ABC Middle East correspondent Tom Joyner’s online analysis (June 4) played down the role of Alternate PM Yair Lapid – who commands 17 seats to new Israeli PM Naftali Bennett’s six in the new coalition and did most of the hard yards in negotiating it. Joyner name-checked Lapid only twice but Bennett 21 times, giving the latter the lion’s share of credit for assembling the coalition.

In contrast, left-wing Israeli commentator Akiva Eldar questioned Bennett’s popularity, noting on ABC Radio “PM” (June 14), that he secured only “6% of the vote.” 

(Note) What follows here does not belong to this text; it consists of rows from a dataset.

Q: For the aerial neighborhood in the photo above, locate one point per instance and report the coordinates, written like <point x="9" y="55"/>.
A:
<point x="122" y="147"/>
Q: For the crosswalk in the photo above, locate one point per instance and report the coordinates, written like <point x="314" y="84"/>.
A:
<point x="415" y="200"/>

An Australian editorial (June 15) said Bennett “is on the hard right of Israeli politics” and he “explicitly rejects a two-state solution,” but stressed that the new coalition Government “shows how wrongheaded assertions are that Israel is an apartheid state.”

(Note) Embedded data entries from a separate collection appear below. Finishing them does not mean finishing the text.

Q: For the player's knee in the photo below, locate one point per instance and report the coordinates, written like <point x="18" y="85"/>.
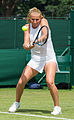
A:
<point x="50" y="84"/>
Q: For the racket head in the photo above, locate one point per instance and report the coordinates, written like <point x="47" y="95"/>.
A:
<point x="44" y="41"/>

But on ABC News Radio (May 31), AIJAC’s Ahron Shapiro qualified Bennett’s reputation, explaining that, since last year, he agrees “in principle… Palestinians should be able to have a state, but” Bennett has conditions regarding “what kind of state that will be.” 

ABC reporter Matt Bevan’s June 14 backgrounder on Radio National’s “Breakfast” used clips from a 2013 interview with Bennett and said he has a “vision and mission [that] absolutely does not include a Palestinian state.”

However, when shown evidence Bennett had denied a controversial quote attributed to him, Bevan added a correction on the ABC website. 

Assessments of Netanyahu’s legacy were mixed. 

Bar Ilan University Professor Gerald Steinberg told ABC Radio National “Breakfast” (June 4) that “Netanyahu gets a lot of credit” for Israel’s economic success based on its hi-tech industries, but noted he presided over an increase in economic inequality.

The Age editorialised (June 4) that “for those who support a tough line against the Palestinians, he has certainly delivered, backing the expansion of Israeli settlements into the West Bank and slow-walking any progress on a two-state solution.” On June 15, the Age ran Bloomberg’s Timothy O’Brien who compared Netanyahu to former US President Donald Trump and claimed Netanyahu’s removal “offers an example of how to fight authoritarians run amok.”

Speaking to ABC Radio “PM” (June 14), New Israel Fund Australia’s Liam Getreu said “there’s no way that I think we could call Netanyahu’s 12 years of premiership [a] success.”

The Australian’s foreign editor Greg Sheridan offered a more nuanced analysis (June 5), questioning Netanyahu’s hardline reputation. He praised Netanyahu’s “pioneering” success in strengthening relations with Asian nations and using shared concern over Iran to negotiate “four new peace treaties with Muslim nations: the United Arab Emirates, Bahrain, Morocco and Sudan.”

On ABC TV “Mornings” (June 14), academic Mark Baker predicted that US President Joe Biden is going to find it difficult to “re-engage…with the peace process because Netanyahu effectively… killed the Oslo peace process along with Hamas and others.” This is grossly unfair, given the strides Netanyahu made in the US-mediated 2013-14 negotiations that were ultimately spiked by PA President Mahmoud Abbas.